O atraso no pagamento das prestações de financiamento tem feito muitos mutuários perderem seus imóveis. O número de retomadas saltou 80,9%, em um ano, somente na Caixa Econômica Federal, que controla cerca de 70% do crédito imobiliário do país. Segundo o banco, em 2015, foram retomados 8.775 imóveis. Já no ano passado, o número passou para 15.881. Em dois anos, 26,6 mil pessoas perderam suas casas. Na prática, com três meses de mensalidades em atraso, o banco pode emitir uma notificação e em até seis meses o bem pode ser leiloado.
— O banco não precisa iniciar um processo judicial para retomar o imóvel, quando se trata de alienação fiduciária. Por isso, ao primeiro sinal de que não vai conseguir fazer o pagamento em dia, é preciso correr e pedir uma renegociação — explica Lízia Jacintho, presidente da Associação de Mutuários (AmuRio).
De acordo com dados do Banco Central, mais de 233 mil contratos de financiamento estavam com três mensalidades em atraso, em março. O engenheiro Almir Carvalho, de 62 anos, tinha uma situação econômica confortável quando assinou contrato de 25 anos para financiar a casa. O pagamento foi feito em dia por 10 anos, mas com a aposentadoria sua renda caiu 20%, e ele atrasou quatro parcelas.
— Fiz um esforço para pagar o atrasado. O próprio gerente da Caixa orienta para evitar a perda do imóvel e todo investimento que fez até ali, ainda que tenha que vender o imóvel ou fazer uma troca — disse Almir.
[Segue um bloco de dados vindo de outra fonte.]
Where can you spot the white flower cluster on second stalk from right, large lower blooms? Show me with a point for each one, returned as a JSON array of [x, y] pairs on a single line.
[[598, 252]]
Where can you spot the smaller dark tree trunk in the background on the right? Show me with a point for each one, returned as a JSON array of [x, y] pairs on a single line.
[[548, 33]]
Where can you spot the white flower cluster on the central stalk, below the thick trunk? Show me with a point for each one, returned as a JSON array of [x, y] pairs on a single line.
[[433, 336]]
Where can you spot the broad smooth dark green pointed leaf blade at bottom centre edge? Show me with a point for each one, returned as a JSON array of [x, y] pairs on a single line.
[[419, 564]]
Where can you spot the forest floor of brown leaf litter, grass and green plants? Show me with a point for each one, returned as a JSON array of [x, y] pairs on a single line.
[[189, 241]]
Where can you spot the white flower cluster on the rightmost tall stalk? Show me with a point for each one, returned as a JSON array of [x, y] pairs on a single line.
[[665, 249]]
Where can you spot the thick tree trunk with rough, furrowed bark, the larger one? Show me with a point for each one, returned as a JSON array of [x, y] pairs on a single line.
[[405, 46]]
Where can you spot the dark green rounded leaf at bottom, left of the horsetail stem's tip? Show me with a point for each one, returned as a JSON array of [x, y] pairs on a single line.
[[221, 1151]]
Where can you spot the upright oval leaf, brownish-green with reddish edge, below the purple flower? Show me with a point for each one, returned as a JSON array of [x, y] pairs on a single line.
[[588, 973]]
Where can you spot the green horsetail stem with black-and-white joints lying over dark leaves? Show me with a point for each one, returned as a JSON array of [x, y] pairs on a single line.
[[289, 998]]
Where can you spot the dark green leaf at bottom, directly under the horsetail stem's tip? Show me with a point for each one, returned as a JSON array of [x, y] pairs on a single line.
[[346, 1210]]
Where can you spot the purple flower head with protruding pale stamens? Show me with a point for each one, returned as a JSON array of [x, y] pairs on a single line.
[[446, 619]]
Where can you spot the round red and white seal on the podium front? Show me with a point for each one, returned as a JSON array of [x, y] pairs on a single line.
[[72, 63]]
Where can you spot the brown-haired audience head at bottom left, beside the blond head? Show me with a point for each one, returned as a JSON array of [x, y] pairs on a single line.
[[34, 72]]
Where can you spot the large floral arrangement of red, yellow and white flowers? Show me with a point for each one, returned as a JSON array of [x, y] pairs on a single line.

O aumento da inadimplência foi acompanhado pelo volume 9,2% menor de crédito, em março, segundo a Associação Brasileira de Entidades de Crédito Imobiliário e Poupança (Abecip). Em 12 meses, o recuo é de 26,7%.
Contratos com seguro podem ser salvos
A renegociação da dívida com o banco é a primeira providência para evitar a perda definitiva do imóvel . O ideal, segundo advogados, é que o contato seja feito sem que haja parcelas em atraso e, dependendo do caso, é possível recalcular o saldo devedor aplicar o saldo do Fundo de Garantia do Tempo de Serviço (FGTS) na transação(veja as orientações na tabela acima).
— Sugerimos que o mutuário leia o contrato com atenção porque muitos não sabem, por exemplo, que possuem o seguro SGHab, e ele cobre até 36 meses prestações em caso de desemprego ou redução salarial. É preciso fazer uma comunicação ativa ao agente financeiro — orienta a advogada Lízia Jacintho.
A maioria dos financiamentos são realizados em 30 anos, mas a quitação, pelo cliente, acontece em média em 12 anos (equivalente a 36% do prazo total), segundo dados da Caixa.
— Em algumas renegociações, o banco aumenta o prazo e reduz a prestação. Se a pessoa já está atrasada embute nas prestações no final. A outra solução é entrar com algum tipo de ação para travar este tipo de leilão — diz o advogado especializado em direito imobiliário Hamilton Quirino.
A Caixa informou que mais de 90% dos contratos renegociados são liquidados dentro do prazo e que os dados demonstram a preocupação dos clientes em cumprir com suas obrigações, mesmo em dificuldade financeira.
Depoimento: advogado José Alfredo Lion, do escritório Lion Advogados
“Para assinar o contrato, o consumidor tem que ter certeza de que vai conseguir cumprir. Mas isso é difícil porque são financiamentos muito longos, geralmente de 30 anos. Hoje, a pessoa tem recursos, mas depois fica desempregada, ou sofre uma redução de renda, tem problemas de saúde. O consumidor deve abrir a negociação, mas não deve assinar se as condições não forem boas. O mutuário também pode recorrer à Justiça e o Poder Judiciário está bastante sensível. O processo pode ser uma ação revisional de contrato, baseada na teoria da imprevisibilidade, ou seja, em eventos que não poderiam ser previstos mas que impediram o pagamento.”